Brainfood: Barley phylogeny, Strawberry smell, C4, European tree sap, Conservation anthropology, Seed systems, Profitability of diversity, Wheat breeding, Rice breeding, Forest conservation, Neolithic transition, Forest ecosystem services, Diversity and area
- Phylogenetic analysis in some Hordeum species (Triticeae; Poaceae) based on two single-copy nuclear genes encoding acetyl-CoA carboxylase. Divides up the Africa/Asia and American clades, but not perfectly.
- Journeys through aroma space: a novel approach towards the selection of aroma-enriched strawberry cultivars in breeding programmes. Breed a better smelling strawberry in this way, and the world will beat a path to your door.
- Strategies for engineering C4 photosynthesis. More than one way to skin a cat. But is it worth doing if you don’t eat cats?
- Uses of tree saps in northern and eastern parts of Europe. Not what it used to be.
- Resequencing rice genomes: an emerging new era of rice genomics. Maybe. But it would have been better if they had sequenced something other than Nipponbare originally.
- Toward conservational anthropology: addressing anthropocentric bias in anthropology. “Traditional practices” not always all that great.
- Seed exchange networks for agrobiodiversity conservation. A review. Farmers have to be “well connected” for conservation to work. But nobody really knows what that means.
- Landscape diversity and the resilience of agricultural returns: a portfolio analysis of land-use patterns and economic returns from lowland agriculture. Higher gross margin related positively to greater variance, negatively to diversity, in lowland UK, up to 12000 ha.
- Marker-assisted development and characterization of a set of Triticum aestivum lines carrying different introgressions from the T. timopheevii genome.

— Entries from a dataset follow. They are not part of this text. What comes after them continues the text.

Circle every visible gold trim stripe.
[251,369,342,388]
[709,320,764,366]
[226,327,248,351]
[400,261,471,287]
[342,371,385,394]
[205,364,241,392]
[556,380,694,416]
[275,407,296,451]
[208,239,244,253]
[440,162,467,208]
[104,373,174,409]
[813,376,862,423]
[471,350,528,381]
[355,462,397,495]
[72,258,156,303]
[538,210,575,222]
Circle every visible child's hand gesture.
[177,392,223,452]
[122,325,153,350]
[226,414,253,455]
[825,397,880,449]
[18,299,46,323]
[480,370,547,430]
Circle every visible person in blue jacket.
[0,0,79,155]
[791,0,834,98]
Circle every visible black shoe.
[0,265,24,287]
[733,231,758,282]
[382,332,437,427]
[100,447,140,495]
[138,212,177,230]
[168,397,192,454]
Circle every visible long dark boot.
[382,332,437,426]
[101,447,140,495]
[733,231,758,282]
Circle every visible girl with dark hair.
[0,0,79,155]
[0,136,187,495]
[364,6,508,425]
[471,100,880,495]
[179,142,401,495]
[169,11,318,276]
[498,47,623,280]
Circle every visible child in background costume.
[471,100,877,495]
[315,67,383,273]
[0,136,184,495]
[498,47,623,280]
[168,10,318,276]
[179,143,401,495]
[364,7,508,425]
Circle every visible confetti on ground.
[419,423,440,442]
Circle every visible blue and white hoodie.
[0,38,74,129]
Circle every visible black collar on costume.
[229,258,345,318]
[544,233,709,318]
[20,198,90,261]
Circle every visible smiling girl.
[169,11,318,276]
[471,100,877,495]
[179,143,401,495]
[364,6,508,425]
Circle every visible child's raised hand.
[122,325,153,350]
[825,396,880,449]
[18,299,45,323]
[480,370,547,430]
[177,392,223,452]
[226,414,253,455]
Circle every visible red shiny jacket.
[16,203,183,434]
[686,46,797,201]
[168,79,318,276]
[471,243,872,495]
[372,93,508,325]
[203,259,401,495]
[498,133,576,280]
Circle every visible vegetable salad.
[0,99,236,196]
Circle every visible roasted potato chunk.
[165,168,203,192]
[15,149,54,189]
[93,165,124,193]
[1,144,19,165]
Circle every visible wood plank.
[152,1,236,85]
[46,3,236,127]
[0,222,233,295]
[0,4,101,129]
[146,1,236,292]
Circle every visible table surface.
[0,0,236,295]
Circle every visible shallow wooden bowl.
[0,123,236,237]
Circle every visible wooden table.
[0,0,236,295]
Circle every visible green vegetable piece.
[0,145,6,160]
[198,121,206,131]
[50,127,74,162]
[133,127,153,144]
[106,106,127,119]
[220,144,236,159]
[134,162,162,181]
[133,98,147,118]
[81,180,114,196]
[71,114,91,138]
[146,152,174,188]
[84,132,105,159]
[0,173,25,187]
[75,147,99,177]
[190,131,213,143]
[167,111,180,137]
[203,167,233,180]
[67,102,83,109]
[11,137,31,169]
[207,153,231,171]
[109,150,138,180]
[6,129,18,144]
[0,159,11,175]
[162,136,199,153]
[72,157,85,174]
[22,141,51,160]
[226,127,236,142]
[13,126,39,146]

Getting resistance out of wild relatives and into crops.
- Physical localization of a novel blue-grained gene derived from Thinopyrum bessarabicum. Getting blue pigments out of a wild relative and into wheat.
- Improvement of two traditional Basmati rice varieties for bacterial blight resistance and plant stature through morphological and marker-assisted selection. Getting blight resistance out of an improved variety to improve traditional ones.
- Maintaining or Abandoning African Rice: Lessons for Understanding Processes of Seed Innovation. Farmers play an important role in adopting and developing new varieties shock.
- Dynamic Conservation of Forest Genetic Resources in 33 European Countries. It happens.
- The impact of the Neolithic agricultural transition in Britain: a comparison of pollen-based land-cover and archaeological 14C date-inferred population change. Pollen and archaeology agree on dates, the rest is history.
- Higher levels of multiple ecosystem services are found in forests with more tree species. Swedish production forests, anyway. And more. And more.